Poi, c’è l’enigma a più facce rappresentato dell’attentatore. Anders Behring Breivik, 32 anni, norvegese, «cristiano vicino all’estrema destra» secondo la polizia, ha confessato: sull’isola, ha sparato lui. Ha compiuto «azioni atroci ma necessarie» : così ha detto agli inquirenti.
Domani, in tribunale, dirà  il resto. Intanto si è appreso che l’uomo avrebbe scritto un manifesto di 1.500 pagine per «spiegare» il suo odio contro il multiculturalismo e l’immigrazione musulmana. Breivik ha sparato per un’ora e mezzo, prima di arrendersi senza un graffio.

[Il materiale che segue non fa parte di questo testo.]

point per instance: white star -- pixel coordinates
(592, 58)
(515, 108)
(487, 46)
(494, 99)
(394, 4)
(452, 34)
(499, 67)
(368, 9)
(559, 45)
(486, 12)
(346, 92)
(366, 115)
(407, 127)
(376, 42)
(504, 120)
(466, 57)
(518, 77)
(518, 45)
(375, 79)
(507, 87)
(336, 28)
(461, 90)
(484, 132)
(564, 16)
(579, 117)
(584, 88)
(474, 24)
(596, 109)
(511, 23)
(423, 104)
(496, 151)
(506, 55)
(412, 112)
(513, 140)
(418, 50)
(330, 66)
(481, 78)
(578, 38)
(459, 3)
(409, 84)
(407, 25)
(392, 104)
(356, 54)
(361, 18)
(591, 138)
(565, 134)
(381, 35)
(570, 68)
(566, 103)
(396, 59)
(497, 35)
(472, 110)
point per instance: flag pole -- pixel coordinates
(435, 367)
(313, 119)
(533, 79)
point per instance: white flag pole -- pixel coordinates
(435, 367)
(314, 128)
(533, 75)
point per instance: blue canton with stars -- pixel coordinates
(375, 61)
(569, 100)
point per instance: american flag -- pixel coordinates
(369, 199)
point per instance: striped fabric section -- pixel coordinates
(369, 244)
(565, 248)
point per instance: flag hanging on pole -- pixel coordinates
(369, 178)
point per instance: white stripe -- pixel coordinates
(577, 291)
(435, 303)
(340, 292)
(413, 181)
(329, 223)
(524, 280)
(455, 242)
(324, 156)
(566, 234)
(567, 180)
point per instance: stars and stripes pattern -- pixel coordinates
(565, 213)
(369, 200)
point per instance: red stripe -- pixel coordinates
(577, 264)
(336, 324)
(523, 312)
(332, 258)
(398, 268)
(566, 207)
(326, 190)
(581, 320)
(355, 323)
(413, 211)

Altro mistero: bastava un elicottero a fermarlo, perché non è stato fatto? Una spiegazione c’è: la polizia era bloccata nel centro di Oslo, si temevano altri attentati, l’isola non era un obiettivo sensibile. Quanto all’autobomba in città , Breivik non avrebbe ammesso nulla: ma sul suo furgoncino sarebbe stato trovato un ordigno artigianale. L’uomo dice di aver fatto tutto da solo: ma continua a circolare la voce incontrollabile di un complice, e si sa che Breivik aveva cercato contatti su Internet con gruppi integralisti inglesi e olandesi.
 A intorbidare ancor più le acque è giunto un falso allarme-bomba nel centro della capitale, e poi l’arresto di un giovane che aveva in tasca un coltello, di fronte all’albergo dove il primo ministro Jens Stoltenberg avrebbe dovuto tenere una conferenza stampa. L’uomo sorrideva quando l’hanno portato via. Sembra che sia uno squilibrato: ma certo, l’episodio non ha contribuito a rasserenare gli animi. I telegiornali ricordano in continuazione i messaggi di solidarietà  giunti da tutto il mondo: le parole addolorate di papa Benedetto XVI, la condanna del Consiglio di sicurezza dell’Onu, dei singoli governi e delle istituzioni dell’Unione Europea.
Non è sola, la Norvegia, in queste ore. Ma nello stesso tempo, è come se volesse raccogliersi in se stessa, per darsi il modo di capire: un norvegese ha fatto tutto questo, ora bisogna capire perché. A notte, di fronte alla cattedrale, il lunghissimo crepuscolo nordico cala su un panorama irreale, quasi alla «Blade Runner» . Da una parte, capannelli di persone che pregano, depongono fiori, accendono candele.
Qualcuno ha portato due fotografie dei ragazzi uccisi, quelli che il primo ministro ha chiamato «eroi» . Dall’altra parte i soldati in assetto di combattimento agli angoli delle strade che conducono alla sede del governo. Qualcuno ha detto che niente sarà  più come prima, in Norvegia: forse sbaglia, ma certo non sarà  facile dimenticare tutto questo.